この話については親族全員が知っていた。だが本当にそんな事があったのかどうか 誰も知らない。『そう聞いた』と言う都市伝説みたいな事になっている。 そして、何かと言うと『うちは因縁の家だからねえ』が合言葉になっていた。 脅かされて育った私は面白くない。大の大人が何が因縁かと少し大きくなったら いきなり反抗心がむくむくと。 事件は事件、後々の因縁扱いは 被害者である親族に対して失礼ではないのか。 ○○村は北海道。先祖がこちらに渡って来たのはそう何代も前ではない。 誰も知らないと言う方が、むしろ変なのだ。これはどう言う事なのか。 事実である確率は10%程度と私は踏んでいた。
実際に調べる事にしたのは 父方の家系に興味を持った頃に近かったと思う。 大きな図書館に行って、新聞(何か小さなスライドみたくなってる)を片端から 調べたのだ。 判っているのは戦前である事、冬である事、村の名前、これだけだ。 2日かかったが、それが事実であった事をようやく突き止めた。 被害者は曾祖母の叔母である。曾祖母は私が10歳を過ぎるまで生きていたが 生前、被害者に関する話をした事は無かった。どうやら曾祖母も余り詳しくは 知らされていなかった様である。・・・昔だからねえ。
私は問題の新聞記事をコピーして意気揚々と家に帰った。 それがちょっとした事件を引き起こした。母も母の従兄弟達も誰も、話については 半信半疑だったらしいのだ。まず事実であった事に驚き、意外と近い親族に 起こっていた事だったのに驚いた。 そして母と親しい従兄弟の夫が、事件に絡んだ人と同姓であり、かつ同じ村に 先祖を持つ事が判ったのである。 こう言うのをクローゼットの中身を引っ掻き回す行為と言うのだろうか。 とにかく余り、やってはいけないのかも知れない。
本気で心配した親族が調べた結果、事件とは無関係の一族と言う事が判った。 だが私は何をするか判らない人間と周囲に思われてしまった様子だ。 とは言え、因縁扱いは止めろと言う主張は通った。
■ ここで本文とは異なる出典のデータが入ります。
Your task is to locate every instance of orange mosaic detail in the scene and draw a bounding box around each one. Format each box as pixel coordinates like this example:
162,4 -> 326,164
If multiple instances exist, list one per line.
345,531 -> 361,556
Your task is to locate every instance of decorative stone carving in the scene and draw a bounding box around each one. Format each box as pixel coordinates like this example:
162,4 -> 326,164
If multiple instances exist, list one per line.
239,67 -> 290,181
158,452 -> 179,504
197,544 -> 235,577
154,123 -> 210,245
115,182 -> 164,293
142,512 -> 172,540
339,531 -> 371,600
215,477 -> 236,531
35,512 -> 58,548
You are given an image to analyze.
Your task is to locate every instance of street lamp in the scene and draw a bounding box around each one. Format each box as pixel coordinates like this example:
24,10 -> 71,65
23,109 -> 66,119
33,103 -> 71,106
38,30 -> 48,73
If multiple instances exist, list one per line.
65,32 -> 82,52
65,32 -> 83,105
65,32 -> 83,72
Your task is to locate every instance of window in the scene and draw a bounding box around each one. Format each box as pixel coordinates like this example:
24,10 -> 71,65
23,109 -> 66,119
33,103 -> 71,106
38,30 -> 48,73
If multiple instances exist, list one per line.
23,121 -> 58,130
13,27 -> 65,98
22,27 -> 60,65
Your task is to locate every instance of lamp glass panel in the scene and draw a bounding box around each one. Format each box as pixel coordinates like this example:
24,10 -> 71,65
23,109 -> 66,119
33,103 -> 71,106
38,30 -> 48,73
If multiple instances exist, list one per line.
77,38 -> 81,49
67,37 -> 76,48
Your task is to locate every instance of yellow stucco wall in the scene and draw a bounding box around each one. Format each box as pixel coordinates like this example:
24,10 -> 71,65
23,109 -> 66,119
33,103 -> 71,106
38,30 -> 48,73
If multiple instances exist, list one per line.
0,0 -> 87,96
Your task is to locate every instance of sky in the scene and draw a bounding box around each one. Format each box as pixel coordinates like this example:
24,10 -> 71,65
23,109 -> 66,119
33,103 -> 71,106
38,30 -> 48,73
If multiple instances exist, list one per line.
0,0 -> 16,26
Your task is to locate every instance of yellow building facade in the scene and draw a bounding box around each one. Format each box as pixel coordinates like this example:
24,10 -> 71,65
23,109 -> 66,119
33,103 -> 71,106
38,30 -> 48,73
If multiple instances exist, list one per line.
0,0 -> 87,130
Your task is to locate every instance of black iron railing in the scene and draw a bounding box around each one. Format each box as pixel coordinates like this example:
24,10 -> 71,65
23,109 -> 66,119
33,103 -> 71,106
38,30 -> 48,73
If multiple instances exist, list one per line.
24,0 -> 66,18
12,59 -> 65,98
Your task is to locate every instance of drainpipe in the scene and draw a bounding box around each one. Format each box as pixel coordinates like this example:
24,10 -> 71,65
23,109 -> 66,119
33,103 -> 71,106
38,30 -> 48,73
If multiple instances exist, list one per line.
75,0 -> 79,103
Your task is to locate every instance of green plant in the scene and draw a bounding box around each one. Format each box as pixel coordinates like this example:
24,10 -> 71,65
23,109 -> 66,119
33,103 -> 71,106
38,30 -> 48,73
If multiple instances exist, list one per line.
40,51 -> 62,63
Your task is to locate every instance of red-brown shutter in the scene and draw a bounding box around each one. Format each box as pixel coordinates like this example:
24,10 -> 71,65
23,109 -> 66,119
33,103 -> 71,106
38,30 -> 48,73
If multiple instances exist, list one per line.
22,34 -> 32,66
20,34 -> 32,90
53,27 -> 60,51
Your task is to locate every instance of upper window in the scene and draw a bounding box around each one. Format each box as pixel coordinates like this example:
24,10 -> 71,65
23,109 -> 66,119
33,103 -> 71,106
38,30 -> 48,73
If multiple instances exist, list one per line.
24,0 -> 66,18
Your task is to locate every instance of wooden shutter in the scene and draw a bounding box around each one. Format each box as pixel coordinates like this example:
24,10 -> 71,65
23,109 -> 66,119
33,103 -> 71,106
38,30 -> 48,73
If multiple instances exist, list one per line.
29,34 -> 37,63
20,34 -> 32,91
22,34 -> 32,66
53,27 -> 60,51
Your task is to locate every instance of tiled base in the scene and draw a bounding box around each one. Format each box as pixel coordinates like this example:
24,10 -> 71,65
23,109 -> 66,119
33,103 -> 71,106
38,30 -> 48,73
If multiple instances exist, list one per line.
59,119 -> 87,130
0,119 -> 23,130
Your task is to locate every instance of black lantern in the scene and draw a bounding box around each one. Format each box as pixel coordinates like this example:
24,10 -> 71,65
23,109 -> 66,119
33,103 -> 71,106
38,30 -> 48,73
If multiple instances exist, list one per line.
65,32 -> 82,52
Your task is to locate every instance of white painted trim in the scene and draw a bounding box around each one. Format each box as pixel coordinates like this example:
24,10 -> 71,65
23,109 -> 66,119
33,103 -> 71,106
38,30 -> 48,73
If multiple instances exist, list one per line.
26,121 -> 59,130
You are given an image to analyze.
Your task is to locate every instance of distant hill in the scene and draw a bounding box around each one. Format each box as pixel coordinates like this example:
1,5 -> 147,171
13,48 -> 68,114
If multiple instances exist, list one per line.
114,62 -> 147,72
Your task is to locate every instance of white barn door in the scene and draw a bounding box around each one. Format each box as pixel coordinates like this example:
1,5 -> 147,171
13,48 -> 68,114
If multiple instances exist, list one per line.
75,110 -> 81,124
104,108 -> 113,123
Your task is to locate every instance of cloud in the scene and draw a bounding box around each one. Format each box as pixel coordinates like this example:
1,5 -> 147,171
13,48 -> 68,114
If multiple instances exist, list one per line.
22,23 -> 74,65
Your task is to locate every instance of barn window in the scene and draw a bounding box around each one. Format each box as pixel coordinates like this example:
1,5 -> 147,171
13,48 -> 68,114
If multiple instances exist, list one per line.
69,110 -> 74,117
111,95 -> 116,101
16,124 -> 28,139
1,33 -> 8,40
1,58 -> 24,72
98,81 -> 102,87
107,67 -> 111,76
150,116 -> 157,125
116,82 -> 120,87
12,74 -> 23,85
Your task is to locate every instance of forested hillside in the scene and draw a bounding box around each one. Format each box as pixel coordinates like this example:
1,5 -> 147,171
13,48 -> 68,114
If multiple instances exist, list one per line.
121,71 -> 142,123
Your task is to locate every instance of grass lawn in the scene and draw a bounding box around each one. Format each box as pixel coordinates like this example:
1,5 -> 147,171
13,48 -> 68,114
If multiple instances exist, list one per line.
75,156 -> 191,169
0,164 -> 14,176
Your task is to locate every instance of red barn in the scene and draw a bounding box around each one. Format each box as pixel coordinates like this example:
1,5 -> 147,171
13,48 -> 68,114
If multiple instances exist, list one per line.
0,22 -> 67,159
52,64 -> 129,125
それからは誰も不幸な 事件に巻き込まれた親族を寝物語に語る事はしなくなった筈だ。
細かい調べ物は今も好きなんですよ。でも調べた結果がどうなるかとかは 余り考えた事がないです。
余談・・・当時の新聞の 広告文の余りの素晴らしさには全くぼ〜っと なってしまいました。デザインも秀逸な物多し。広告の原点を感じたのを 憶えてます。調べている方も結構いい加減な態度だったと言われれば、そうで。